Rev. Dr. Paul O. Myhre currently serves as an associate director for the Wabash Center for Teaching and Learning in Theology and Religion. His education includes a Ph.D. in historical theology from St. Louis University, an M.F.A. in painting and drawing from Fontbonne University, an M.Div. from the University of Dubuque Theological Seminary, and a B.A. in art from Luther College.
Jamie Lara
Jamie Lara has degrees and interest in art, architecture, liturgics, and anthropology. His studies have focused on early Christianity, the Spanish Middle Ages, medieval theater, and the colonial era of Latin America.
Cindi Beth Johnson
Cindi Beth Johnson is director of community programming in the arts, religion and spirituality at United Theological Seminary of the Twin Cities. She is an ordained minister in the Evangelical Lutheran Church in America.

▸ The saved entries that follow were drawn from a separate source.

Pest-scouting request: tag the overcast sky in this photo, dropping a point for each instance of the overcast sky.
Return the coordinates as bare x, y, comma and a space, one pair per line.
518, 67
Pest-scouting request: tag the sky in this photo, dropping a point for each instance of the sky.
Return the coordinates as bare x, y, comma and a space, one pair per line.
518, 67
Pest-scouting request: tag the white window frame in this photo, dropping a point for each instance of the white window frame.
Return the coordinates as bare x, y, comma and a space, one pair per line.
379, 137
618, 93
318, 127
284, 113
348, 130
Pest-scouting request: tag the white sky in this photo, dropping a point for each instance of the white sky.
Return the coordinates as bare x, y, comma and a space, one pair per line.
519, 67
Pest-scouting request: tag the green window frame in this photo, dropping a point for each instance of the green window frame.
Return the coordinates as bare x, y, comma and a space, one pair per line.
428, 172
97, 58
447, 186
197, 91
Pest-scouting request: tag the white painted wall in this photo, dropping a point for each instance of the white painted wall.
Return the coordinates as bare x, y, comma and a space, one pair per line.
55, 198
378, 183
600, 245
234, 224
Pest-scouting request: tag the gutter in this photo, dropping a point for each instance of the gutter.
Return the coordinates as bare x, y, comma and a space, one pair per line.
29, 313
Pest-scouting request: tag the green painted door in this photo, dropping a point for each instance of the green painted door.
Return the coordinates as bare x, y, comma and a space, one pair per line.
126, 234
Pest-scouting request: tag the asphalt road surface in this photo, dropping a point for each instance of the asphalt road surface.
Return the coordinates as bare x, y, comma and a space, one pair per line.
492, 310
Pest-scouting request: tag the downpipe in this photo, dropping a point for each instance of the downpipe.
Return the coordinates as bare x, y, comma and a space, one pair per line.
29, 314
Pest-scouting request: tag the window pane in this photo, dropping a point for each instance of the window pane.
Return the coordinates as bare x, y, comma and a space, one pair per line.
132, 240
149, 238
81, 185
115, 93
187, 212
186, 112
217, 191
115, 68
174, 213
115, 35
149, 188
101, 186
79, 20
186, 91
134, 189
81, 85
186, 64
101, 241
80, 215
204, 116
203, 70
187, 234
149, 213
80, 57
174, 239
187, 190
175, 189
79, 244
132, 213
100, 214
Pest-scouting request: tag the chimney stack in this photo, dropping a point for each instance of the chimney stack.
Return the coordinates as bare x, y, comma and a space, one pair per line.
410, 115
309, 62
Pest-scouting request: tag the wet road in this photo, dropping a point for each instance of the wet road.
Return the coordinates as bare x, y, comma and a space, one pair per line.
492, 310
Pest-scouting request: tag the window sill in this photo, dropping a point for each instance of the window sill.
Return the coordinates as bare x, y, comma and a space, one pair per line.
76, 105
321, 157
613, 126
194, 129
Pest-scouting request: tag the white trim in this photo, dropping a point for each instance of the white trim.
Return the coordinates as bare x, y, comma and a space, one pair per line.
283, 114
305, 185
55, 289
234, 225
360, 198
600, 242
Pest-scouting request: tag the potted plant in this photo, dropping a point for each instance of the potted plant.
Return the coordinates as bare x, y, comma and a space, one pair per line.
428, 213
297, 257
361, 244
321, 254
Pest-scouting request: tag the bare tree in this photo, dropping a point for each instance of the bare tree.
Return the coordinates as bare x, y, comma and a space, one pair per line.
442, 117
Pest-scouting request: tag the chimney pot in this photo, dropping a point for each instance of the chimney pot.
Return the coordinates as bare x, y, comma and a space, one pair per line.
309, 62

She is a regular writer/compiler for "Behold: Arts for the Church Year."
Robin Jensen
Robin Jensen, SARTS President, is the Luce Chancellor’s Professor of the History of Christian Art and Worship at Vanderbilt University, where she teaches courses in both the Department of the History of Art and the Divinity School. She is also the Director of the Luce Foundation-funded program Religion and the Arts in Contemporary Culture (at Vanderbilt Divinity School).
Deborah Haynes
Deborah Haynes is a Professor of Art and Art History at the University of Colorado at Boulder, and former Chair of the department from 1998-2002. In 2003 she began planning and developing a new residential academic program in the visual and performing arts, which is now in its seventh year with over 300 students.
William Dryness
William Dyrness is Professor of Theology and Culture, Dean Emeritus and founding member of the Brehm Center for Worship Theology and the Arts, at Fuller Theological Seminary in Pasadena, California.
William Cahoy
Bill Cahoy is dean of the School of Theology at Saint John’s University in Collegeville, Minnesota, a position he has held since 1999. He has been on the faculty at Saint John’s since 1990, teaching both graduate and undergraduate classes and has been involved in various aspects of the development of the Saint John’s Bible and related work in theology and art.
Mark Burrows
Mark Burrows joined the faculty of Andover Newton Theological School (Newton, MA) in 1993, where he is currently Professor of the History of Christianity and director of the Program in Worship, Theology, and the Arts. Author and editor of numerous books and more than fifty articles, Burrows’ writings explore a range of topics related to medieval mysticism, aesthetics, poetics, and contemporary culture. He is a recent Henry Luce III Fellow in Theology (2007-8), during which time he completed work on a forthcoming book, Untamed Wisdom: Mystics and Poets in Search of God. Past president of the Society for the Study of Christian Spirituality (2003) and current poetry editor of Spiritus: A Journal of Christian Spirituality, Burrows is an oblate at Glastonbury Abbey in Hingham, MA, where he frequently teaches and leads retreats. In the spring of 2009, he co-founded an emergent worship gathering in Framingham called OpenSpirit (www.comeopenspirit.org).
Frank Burch Brown
Frank Burch Brown is the F. D. Kershner Prof. of Religion and the Arts at Christian Theological Seminary in Indianapolis as well as the Alexander Campbell Visiting Prof. of Religion and the Arts at the University of Chicago Divinity School. Professor Brown is author of five books, the most recent of which is entitled Inclusive Yet Discerning: Navigating Worship Artfully (Eerdmans, 2009).